Kongre sonucunda arkadaşlarla yapmış olduğumuz değerlendirme sonucu bize oy vermiş 81 arkadaşımızın bize olan güvenlerine karşı duymuş olduğumuz sorumlulukla 23 Ekim 2010 tarihinde yapılan Olağan Kongre sonuçlarına itiraz edilmesi kararı verilmiş ve yukarıda bu durumu özetleyen yazımı 04 Kasım 2010 tarihinde açıklamıştım.
Bu açıklamam MalatyaTime Gazetesi başta olmak üzere basınımızda yer alması üzerine Mastöb bu açıklamaya cevap vermek için bir kurul oluşturmuş. Fakat cevap verememişlerdi.
4. Olağan Genel Kurul ile sonrasında da şahsımı bertaraf etmek için hukuksuz yapılan 6. Olağan Genel Kurul iptal edilmiştir. 3'ü benim açtığım dava olmak üzere 4 farklı mahkemenin 4 Hakimi, biri Profesör olmak üzere 5 bilirkişi, İl Dernekler müdürlüğünün 4., 5. ve 6. Genel Kurullara ilişkin 3 denetim heyeti raporları ile yaşanmış DÖRT DÖRTLÜK hukuksuzlukları ve yanlışları www.mastob.org.tr web sitelerinde yer alan 334'ü Gerçek üyeler ve 267'i Tüzel Kuruluş temsilcileri olmak üzere 601 genel kurul katılımcıları adına mı yapmaktalar…?
Umarım aşağıda 5 yıla yakın zamandır dava süresince Mastöb'de yaşananların yer aldığı açıklamalarıma; bu büyük oluşum içinde görev yapan arkadaşlarımızın hukuk içinde olumlu bir cevap vereceklerine yürekten inanmaktayım. Umarın yapılacak genel kurulda cevaplarımızı da buluruz ve 5 yıldır aynı kadronun Kanun dışı çalışmaları ile Mastöb'e hiçbir katkı veremedikleri ortada olan bir gerçek ortada iken yine usulsüz bir genel kurul daha yapmak üzere yola çıkılmaz.
Derneğin 2006 yılındaki kuruluş heyecanın yaşatılması ve yaşanan kırılmaları ortadan kaldırılması için Kuruculardan oluşacak bir yönetim anlayışı ile yola devam edilmesini arzuluyorum.
Aşağıda 10 Haziran 2015 tarihinde Sayın Adil Gevrek'e faks yolu ile (mastöb ve kendi şirketinin faks numaralarına) gönderdiğim açık mektup yer almaktadır.

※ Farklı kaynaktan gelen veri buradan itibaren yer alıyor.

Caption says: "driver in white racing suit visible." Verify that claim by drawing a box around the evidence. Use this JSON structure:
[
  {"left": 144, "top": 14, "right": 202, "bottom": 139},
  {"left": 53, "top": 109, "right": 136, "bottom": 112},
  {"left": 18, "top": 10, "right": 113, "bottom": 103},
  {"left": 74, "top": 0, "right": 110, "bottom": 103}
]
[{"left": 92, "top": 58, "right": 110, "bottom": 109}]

Ayrıca 23 Ekim 2010 tarihinde yapılan 4. Genel Kurula ilişkin Mahkeme sürecinde yaşananlar ile 7 Ekim 2012 tarihinde yapılan 6. Genel Kurula ilişkin Mahkeme sürecinde yaşanan önemli detaylar aşağıda ilgilerinize sunulmaktadır.
Bilgin Akbal
------------------------------
MASTÖB YÖNETİM KURULU BAŞKANI
SAYIN ADİL GEVREK
BAĞCILAR-İSTANBUL
10 HAZİRAN 2015
Sayın Başkanım;
25 Mayıs 2015 tarihli telefon görüşmemizde Yeni Malatyaspor'umuzun Şampiyonluğunu tebrik ettikten sonra, müsait olduğunuz bir zamanda sizinle görüşme talebimi iletmiştim. Öyle inanıyorum ki yoğun gündeminizden dolayı görüşmemiz gerçekleşememiştir.
Bildiğiniz üzere Mastöb'ün 23 Ekim 2010 tarihinde yapılan Genel Kurulunda ve sonrasında da devam eden usulsüzlükler (Kanun ve Tüzük ihlalleri) sonucu kimsenin arzu etmediğine inandığım ciddi kırılmalar Birliğimizde oldu. Geçen bu 5 yıllık zaman içinde, bu kırılmaları onaracak bir anlayış da maalesef ortaya konulamamıştır.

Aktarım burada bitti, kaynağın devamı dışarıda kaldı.